Errors of Judgment(12)
‘I’m sure you must have imagined it. I didn’t see it.’ Jonathan closed the front door. ‘Maybe she isn’t fond of dogs,’ he added, and disappeared into the living room to watch the rugby.
Caroline went to the kitchen and began clearing up. Not being fond of dogs told you a lot about a person. She wanted to like Sarah, for Toby’s sake, but she certainly wasn’t the kind of girl she had envisaged Toby marrying, and didn’t look like shaping up to become the affectionate, respectful daughter-in-law she had hoped for.
Sarah slumped thankfully in her car seat and switched on the CD player.
Toby smiled ruefully. ‘Sorry to drag you away. I could tell you and Mum were just getting settled in for a good old chat about the wedding.’ Sarah glanced at Toby. He was a sweet man, but his social radar wasn’t terribly acute. ‘The thing is, I need to go into the office.’
‘On a Sunday night? Why?’
Toby’s good-humoured face tensed slightly. He maintained his smile, but the dark V of a frown appeared between his eyes. ‘In case you hadn’t noticed, we’re in the middle of the biggest financial shit-storm for some decades.’
Sarah felt a tingle of alarm. ‘But Graffman’s is OK, surely?’ Toby had worked for Graffman Spiers for seven years, and the job had given him his Docklands penthouse flat, his Porsche, his six-figure yearly bonus and, if Sarah was being perfectly honest, much of his appeal.
‘There’s some serious firefighting to be done. I got a text from my boss just before lunch, but I didn’t want to mention it in case the old dear got in a panic.’

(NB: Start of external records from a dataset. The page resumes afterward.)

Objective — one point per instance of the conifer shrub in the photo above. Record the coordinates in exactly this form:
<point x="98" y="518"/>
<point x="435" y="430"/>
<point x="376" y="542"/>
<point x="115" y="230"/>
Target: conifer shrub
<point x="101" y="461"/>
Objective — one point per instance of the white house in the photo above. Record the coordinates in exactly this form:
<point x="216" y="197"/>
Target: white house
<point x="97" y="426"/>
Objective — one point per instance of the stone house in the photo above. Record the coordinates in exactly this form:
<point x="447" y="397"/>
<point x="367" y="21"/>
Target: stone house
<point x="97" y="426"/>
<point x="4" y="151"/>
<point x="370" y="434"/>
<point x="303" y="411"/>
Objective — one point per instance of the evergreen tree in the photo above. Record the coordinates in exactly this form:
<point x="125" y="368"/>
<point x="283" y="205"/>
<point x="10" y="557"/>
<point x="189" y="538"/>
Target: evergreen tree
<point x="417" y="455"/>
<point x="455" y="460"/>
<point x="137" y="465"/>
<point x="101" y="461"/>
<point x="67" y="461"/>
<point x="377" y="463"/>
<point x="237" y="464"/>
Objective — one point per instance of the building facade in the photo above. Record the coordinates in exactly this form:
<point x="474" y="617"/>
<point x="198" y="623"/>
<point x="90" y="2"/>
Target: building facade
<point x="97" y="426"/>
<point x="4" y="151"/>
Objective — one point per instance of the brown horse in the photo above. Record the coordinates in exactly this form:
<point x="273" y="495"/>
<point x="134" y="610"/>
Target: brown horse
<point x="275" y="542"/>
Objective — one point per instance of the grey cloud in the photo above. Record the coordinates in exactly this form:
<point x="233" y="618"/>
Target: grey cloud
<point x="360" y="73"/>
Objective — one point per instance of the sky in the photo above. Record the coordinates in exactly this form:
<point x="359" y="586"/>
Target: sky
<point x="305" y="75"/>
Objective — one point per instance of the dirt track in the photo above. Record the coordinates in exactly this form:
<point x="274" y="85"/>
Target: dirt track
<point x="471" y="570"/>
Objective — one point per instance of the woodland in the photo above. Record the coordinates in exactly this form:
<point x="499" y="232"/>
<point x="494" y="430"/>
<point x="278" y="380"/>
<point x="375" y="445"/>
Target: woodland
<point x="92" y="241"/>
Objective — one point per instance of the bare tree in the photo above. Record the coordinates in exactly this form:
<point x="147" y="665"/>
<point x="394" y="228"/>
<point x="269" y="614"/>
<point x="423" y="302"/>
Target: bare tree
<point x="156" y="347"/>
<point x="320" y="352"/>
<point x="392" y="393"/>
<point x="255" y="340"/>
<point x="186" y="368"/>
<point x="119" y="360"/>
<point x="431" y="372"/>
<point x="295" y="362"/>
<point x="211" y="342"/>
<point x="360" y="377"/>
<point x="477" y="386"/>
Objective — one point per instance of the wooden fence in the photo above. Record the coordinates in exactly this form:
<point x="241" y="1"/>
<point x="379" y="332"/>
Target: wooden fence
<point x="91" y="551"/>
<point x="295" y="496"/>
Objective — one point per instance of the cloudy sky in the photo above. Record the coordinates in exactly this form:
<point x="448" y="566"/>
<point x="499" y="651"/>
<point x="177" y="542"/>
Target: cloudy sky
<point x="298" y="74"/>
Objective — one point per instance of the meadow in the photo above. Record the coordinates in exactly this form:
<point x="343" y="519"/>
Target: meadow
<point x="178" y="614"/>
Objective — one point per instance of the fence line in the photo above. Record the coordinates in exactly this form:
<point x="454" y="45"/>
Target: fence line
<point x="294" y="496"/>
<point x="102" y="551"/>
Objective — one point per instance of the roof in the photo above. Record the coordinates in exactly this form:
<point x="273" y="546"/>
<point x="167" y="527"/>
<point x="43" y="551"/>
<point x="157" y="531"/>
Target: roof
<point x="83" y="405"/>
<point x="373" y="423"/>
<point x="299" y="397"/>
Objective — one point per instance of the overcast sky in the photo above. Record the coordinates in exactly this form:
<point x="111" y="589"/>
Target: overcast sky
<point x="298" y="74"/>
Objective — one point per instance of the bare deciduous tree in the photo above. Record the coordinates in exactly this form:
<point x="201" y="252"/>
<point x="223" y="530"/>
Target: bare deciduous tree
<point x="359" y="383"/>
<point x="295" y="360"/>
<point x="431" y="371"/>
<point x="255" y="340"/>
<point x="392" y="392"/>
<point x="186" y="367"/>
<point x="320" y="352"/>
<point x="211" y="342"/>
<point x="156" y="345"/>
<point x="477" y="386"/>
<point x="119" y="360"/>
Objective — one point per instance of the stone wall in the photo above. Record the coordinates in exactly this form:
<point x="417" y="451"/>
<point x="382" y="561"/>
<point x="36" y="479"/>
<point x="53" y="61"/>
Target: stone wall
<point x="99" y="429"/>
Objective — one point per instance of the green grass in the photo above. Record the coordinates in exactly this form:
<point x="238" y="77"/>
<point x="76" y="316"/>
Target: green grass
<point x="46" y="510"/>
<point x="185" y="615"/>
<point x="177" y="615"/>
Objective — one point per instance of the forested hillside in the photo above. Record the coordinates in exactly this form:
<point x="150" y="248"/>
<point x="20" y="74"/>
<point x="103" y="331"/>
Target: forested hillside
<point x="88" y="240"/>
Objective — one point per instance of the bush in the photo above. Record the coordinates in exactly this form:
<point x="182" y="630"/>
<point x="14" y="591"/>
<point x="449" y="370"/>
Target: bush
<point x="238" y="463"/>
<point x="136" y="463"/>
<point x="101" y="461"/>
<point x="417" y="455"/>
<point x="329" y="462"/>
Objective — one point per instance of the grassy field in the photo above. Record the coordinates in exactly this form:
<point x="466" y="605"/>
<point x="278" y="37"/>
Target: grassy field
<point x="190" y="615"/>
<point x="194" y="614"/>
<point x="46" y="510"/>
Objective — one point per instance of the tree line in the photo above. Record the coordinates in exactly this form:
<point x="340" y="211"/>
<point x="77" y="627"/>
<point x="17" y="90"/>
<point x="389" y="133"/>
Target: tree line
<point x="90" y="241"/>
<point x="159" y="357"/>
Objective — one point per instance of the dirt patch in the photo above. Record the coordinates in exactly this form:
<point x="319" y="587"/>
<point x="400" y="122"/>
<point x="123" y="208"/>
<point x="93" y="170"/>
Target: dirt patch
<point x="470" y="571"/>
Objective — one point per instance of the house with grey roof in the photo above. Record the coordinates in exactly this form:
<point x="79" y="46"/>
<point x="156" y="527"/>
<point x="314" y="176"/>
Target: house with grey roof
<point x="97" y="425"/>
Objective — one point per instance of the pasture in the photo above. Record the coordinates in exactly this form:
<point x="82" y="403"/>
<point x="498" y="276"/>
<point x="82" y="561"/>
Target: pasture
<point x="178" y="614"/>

‘Your job’s safe, isn’t it?’
Toby shrugged. His face gave nothing away. ‘Safe isn’t one of those words you hear a lot around the CDS department.’
‘CDS?’
‘Credit derivative swaps. They’re trading instruments.’ He glanced at her and squeezed her hand. ‘Don’t look so worried. It isn’t global meltdown. Anyway, we’ve got each other, and that’s what counts.’
Toby dropped Sarah at her Kensington flat, and sped off to Canary Wharf. Sarah wandered into the living room, sat down on the sofa and kicked off her shoes, welcoming the solitude. She’d decided to live alone after three years of sharing with her friend Louise – a lovely girl, but definitely a touch OCD on the tidying and cleaning front – and had fallen in love with this place from the beginning. It wasn’t large, just a one-bedroomed garden flat off Onslow Square, but Sarah adored it, even if the rent was on the high side. It had beautiful hardwood floors and an odd vaulted glass roof over the passageway to the kitchen, which itself was a small, tasteful miracle of well-used space.
It was growing dark, but she could still make out the ‘For Rent’ sign outside, which the estate agent had put up the week before. It made sense, she knew, for her to move into Toby’s Westminster riverside apartment. They would be married in a few months, after which they would carry on living there until they found a house. On Toby’s income they would be able to afford somewhere in a decent area, and Sarah had already spent hours online, taking virtual tours of houses in Notting Hill and Islington, hitting the Heal’s furnishing website and refining her search to the upper price range, and leafing through interior-decorating porn in WHSmith’s. But no matter how many desirable residences she saw, in however many leafy avenues or charming squares, she knew nothing would ever give her the cosy, private pleasure of her little Kensington flat. She didn’t like the idea of anyone else living here.
She got up and closed the blinds so that she didn’t have to see the sign, and padded through to the kitchen. She made herself a mug of tea and brought it back to the living room, put on some music, and stretched out on the sofa, feeling vaguely depressed and unsettled. Ever since childhood she had hated the fag end of Sunday, the weekend gone, Monday looming. Added to which, today’s visit to Colebrook House hadn’t exactly been a bundle of laughs. She’d felt disconnected from Toby, who, back in the familiar context of his family, had become more theirs and less hers. Caroline Kittering had been doing a bit of dividing and conquering, of course, telling Toby gossip about local people Sarah had never heard of, and making sure Sarah realised what a good cook she was, and how she knew all the little things that Toby liked. That was territorial, and only to be expected. Today was only the second time she’d met the Kitterings. The last time had been at a wedding of one of Toby’s friends, and she hadn’t particularly cared for them, their solidity, their smugness. She’d thought at the time that it wasn’t important. Toby was one thing, and his family were another. Today had made her realise how wrong that idea was. Toby and his family were one and the same thing, and once they were married, she would become part of it.